LPA第131条第3項に基づき、雇用主が労働者に代わって拠出若しくは補助拠出金を支払わなかった場合又は所定の期間内にそれらを支払わなかった場合、雇用主は基金に追徴金を支払う必要があります。この追徴金は、未払い又は過少払いの拠出金に対して、支払いが延滞した日から月額5%の割合で計算されます。

<企業は何をすべきか>

上述のとおり、企業は、10人以上の労働者を雇用する事業所において、プロビデントファンド、本省令1に基づく給付支援又は労働者福祉基金のいずれかの制度を導入する必要があります。現在、プロビデンドファンドを導入している企業は、基金に労働者を加入させる義務が免除されます。
企業は、プロビデントファンド又は本省令1に基づく給付支援の制度のいずれも導入しない場合、労働者を基金に加入させる義務があります。

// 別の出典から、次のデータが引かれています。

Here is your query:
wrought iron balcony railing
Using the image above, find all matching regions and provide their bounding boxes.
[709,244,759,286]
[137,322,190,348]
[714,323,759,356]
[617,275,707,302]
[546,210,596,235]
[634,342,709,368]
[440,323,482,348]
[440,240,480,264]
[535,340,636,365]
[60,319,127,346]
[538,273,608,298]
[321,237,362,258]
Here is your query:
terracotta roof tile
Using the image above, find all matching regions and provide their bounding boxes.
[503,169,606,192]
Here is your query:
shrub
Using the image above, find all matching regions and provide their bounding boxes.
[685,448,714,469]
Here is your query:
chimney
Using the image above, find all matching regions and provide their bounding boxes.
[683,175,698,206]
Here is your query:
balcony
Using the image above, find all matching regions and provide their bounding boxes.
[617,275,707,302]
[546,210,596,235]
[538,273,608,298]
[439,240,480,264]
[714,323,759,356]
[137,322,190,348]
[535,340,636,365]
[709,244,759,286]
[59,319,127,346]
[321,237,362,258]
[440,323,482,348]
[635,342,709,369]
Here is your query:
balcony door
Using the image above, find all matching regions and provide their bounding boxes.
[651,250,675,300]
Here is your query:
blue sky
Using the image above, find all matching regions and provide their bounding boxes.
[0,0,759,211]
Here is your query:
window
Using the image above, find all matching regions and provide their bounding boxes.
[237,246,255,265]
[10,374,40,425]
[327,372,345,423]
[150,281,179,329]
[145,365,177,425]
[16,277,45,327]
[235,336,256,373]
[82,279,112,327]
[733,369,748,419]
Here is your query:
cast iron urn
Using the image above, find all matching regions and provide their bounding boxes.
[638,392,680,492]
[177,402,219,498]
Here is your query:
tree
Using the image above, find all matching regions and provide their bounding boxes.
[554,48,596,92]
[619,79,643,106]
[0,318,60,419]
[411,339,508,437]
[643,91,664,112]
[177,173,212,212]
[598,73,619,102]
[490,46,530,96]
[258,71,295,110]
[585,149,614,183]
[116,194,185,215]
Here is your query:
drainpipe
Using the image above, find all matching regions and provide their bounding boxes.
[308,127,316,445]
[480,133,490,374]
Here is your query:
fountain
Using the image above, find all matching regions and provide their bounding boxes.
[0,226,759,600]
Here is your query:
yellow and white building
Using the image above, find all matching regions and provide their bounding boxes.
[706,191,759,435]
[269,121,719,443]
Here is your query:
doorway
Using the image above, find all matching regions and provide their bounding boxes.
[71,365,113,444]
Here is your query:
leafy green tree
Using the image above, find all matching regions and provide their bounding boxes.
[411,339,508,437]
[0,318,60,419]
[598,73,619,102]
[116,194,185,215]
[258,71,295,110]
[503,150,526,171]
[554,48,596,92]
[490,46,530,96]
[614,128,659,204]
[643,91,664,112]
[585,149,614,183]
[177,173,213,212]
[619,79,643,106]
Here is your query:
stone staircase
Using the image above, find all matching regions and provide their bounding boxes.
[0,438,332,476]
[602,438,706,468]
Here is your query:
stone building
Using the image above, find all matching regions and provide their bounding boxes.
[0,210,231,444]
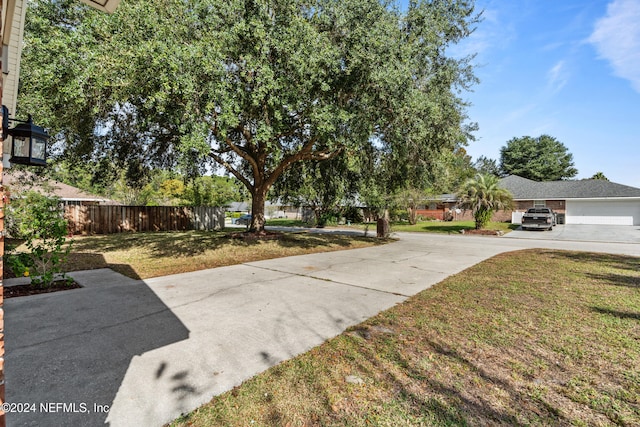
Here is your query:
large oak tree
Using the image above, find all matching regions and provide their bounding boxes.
[500,135,578,181]
[20,0,478,231]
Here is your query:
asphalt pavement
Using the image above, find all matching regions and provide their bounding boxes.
[4,233,640,426]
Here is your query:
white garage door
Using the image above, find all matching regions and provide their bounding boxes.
[566,200,640,225]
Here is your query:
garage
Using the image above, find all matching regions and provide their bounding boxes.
[566,198,640,225]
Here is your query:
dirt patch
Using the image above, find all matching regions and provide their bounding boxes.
[4,280,82,299]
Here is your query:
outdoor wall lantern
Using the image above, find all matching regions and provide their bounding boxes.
[2,105,49,166]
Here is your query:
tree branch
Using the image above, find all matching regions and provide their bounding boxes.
[209,149,253,191]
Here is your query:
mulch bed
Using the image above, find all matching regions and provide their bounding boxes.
[3,280,82,299]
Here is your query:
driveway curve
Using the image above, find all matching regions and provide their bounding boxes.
[4,233,640,426]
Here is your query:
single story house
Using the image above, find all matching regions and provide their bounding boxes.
[494,175,640,225]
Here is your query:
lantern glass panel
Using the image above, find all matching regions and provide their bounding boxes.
[31,138,47,160]
[13,136,29,157]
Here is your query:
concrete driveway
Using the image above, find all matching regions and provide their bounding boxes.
[505,224,640,243]
[4,233,640,427]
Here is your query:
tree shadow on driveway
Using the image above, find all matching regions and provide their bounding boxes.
[4,258,190,426]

この場合、企業は、2025年10月1日より、本省令2に従い労働者に賃金を支払う都度、労働者が負担する拠出金及び企業が負担する補助拠出金を基金に支払わなければなりません。

3. 本告示

最低賃金に関する賃金委員会の告示(第13号)
https://ratchakitcha.soc.go.th/documents/55781.pdf

賃金委員会は、2024年12月27日、本告示を発行し、タイの一日の最低賃金を引き上げました。2025年1月1日から、改定された最低賃金が適用されております。本告示以前においては、最低賃金はTHB330-370でしたが、本告示により、以下のとおり、地域に応じ最低賃金は337-400タイバーツに引き上げられました。

都・県 1日当たりの
最低賃金

THB
プーケット、チャチュンサオ、チョンブリ、ラヨーン、スラタニ(サムイ島) 400
チェンマイ(チェンマイ市)、ソンクラー(ハトヤイ市) 380
バンコク、ナコンパトム、ノンタブリ、パトゥムタニ、サムットプラカン、サムットサコーン 372
ナコンラチャシマ 359
サムットソンクラーム 358
コンケン、チェンマイ(チェンマイ市以外)、プラチンブリ、アユタヤ、サラブリー 357
ロッブリー 356
ナコーンナヨック、スパンブリー、ノンカイ 355
クラビ、トラート 354
カンチャナブリ、チャンタブリ、チェンライ、ターク、ナコーンパノム、ブリーラム、プラチュワップキリカーン、パンガー、ピサヌローク、ムクダハン、サコンナコーン、ソンクラー(ハトヤイ市以外)、サケオ、スラタニ(サムイ島以外)、ウボンラチャターニ 352
チュンポン、ペッチャブリー、スリン 351
ナコンサワン、ヤソートーン、ランプン 350
ガラシン、ナコンシータマラート、ブンカン、ペッチャブン、ロイエット 349
チャイナート、チャイヤプーム、パッタルン、シンブリ、アントン 348
カンペーンペット、ピチット、マハサラカム、メーホンソン、ラノーン、ラチャブリー、ランパン、ルーイ、シーサケット、サトゥン、スコータイ、ノンブアラムプー、アムナートチャルーン、ウドンタニー、ウッタラディット、ウタイターニー 347
トラン、ナーン、パヤオ、プレー 345
ナラティワート、パタニ、ヤラー 337


なお、法定の労働時間未満に労働時間が短縮された場合(労働者の健康と安全を脅かす可能性のある業務については1日7時間未満、それ以外の業務について1日8時間未満)でも、使用者は、労働者に対し、最低賃金以上の賃金を支払わなければなりません。

<企業は何をすべきか>

タイで事業を行う企業は、各都県における最低賃金を確認した上で、これに応じた最低賃金以上の賃金を労働者に支払う必要があります。